4 Tanggapan to “Alquran Edisi Kritis”

  1. Hermeneutika & Bahayanya (bag 2)

    Contoh nyata

    Sekarang ada Gerakan Sistematis yang di antara kerjanya membuat keraguan tentang kemurnian Al-Qur’an. Gerakan itu secara aktif menulis di berbagai media massa termasuk internet, di samping menyebarkan penghujatan akan kemurnian Al-Qur’an lewat buku.

    Mereka bekerja secara sistematis, terprogram, terorganisir, bahkan lewat jalur intelektual tingkat akademis. Di antaranya mereka berada di lembaga-lembaga JIL (Jaringan Islam Liberal) dan Paramadina.
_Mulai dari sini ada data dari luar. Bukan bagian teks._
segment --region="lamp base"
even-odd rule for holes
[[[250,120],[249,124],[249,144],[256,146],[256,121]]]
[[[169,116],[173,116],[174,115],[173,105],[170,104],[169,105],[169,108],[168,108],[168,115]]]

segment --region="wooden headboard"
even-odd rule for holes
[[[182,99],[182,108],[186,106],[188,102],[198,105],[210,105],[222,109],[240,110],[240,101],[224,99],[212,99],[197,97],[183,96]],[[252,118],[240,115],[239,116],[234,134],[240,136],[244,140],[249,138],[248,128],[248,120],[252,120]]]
Sedang jalur-jalur untuk menyebarkan faham tersebut di antaranya Majalah Syir’ah, Kantor Berita Radio 68H, Koran Jawa Pos dengan cabang-cabangnya (koran daerah sekitar 40-an koran), pencetakan buku, dan website Islamlib.com milik JIL.
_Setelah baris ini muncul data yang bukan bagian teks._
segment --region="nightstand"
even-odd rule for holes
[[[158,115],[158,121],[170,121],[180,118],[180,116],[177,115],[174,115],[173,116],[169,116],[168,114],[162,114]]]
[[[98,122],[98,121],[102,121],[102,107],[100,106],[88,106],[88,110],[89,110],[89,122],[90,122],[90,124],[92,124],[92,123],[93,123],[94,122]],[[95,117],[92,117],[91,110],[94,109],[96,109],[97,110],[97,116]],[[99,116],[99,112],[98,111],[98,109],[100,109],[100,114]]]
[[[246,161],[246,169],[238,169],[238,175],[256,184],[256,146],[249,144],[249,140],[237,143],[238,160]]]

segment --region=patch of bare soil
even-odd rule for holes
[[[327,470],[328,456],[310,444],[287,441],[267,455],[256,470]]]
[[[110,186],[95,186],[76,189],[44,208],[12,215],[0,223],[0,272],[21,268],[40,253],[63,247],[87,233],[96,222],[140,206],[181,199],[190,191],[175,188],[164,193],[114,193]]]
    Sebagai contoh bukti, di antaranya:

    (1) Tulisan Luthfi Assyaukanie dosen Paramadina Jakarta (Merenungkan Sejarah Al-Qur’an dimuat di website islamlib.com, 17 November 2003).
    (2) Tulisan Luthfi Assyaukanie dosen Paramadina Jakarta (Sejarah Al-Qur’an Rejoinder, dimuat di islamlib.com, 8 Desember 2003, sebagai pembelaannya terhadap tulisan no.1).
    (3) Tulisan Taufiq Adnan Amal dosen IAIN Makassar (Al-Quran Edisi Kritis, dimuat di islamlib.com, 28/10/ 2001, juga dimuat di buku tentang JIL)
    (4) Tulisan Taufiq Adnan Amal dosen IAIN Makassar (Al-Quran Antara Fakta dan Fiksi, dimuat di islamlib.com, 25/11/ 2001).
    (5) Buku karangan Taufiq Adnan Amal dosen IAIN Makassar berjudul Rekonstruksi Sejarah Al-Qur’an terbitan FKBA (Forum Kajian Budaya dan Agama), Jogjakarta, 2001.
    (6) Laporan Majalah Syir’ah, Pembaruan al-Qur’an ala Indonesia (Syir’ah Vol 2, No 3, tanggal 25 Januari- 25 Februari 2002). Dalam laporan itu dikutip pendapat Taufik Adnan Amal, di antaranya sebagai berikut:

    “Berdasarkan temuan kontemporer yang diangkat beberapa pemikir terkemuka Timur Tengah, terdapat salah satu ayat yang tidak berbunyi “innad dina ‘indallah al-Islam” tetapi “innad dina ‘inda Allah al-hanifiyyah”.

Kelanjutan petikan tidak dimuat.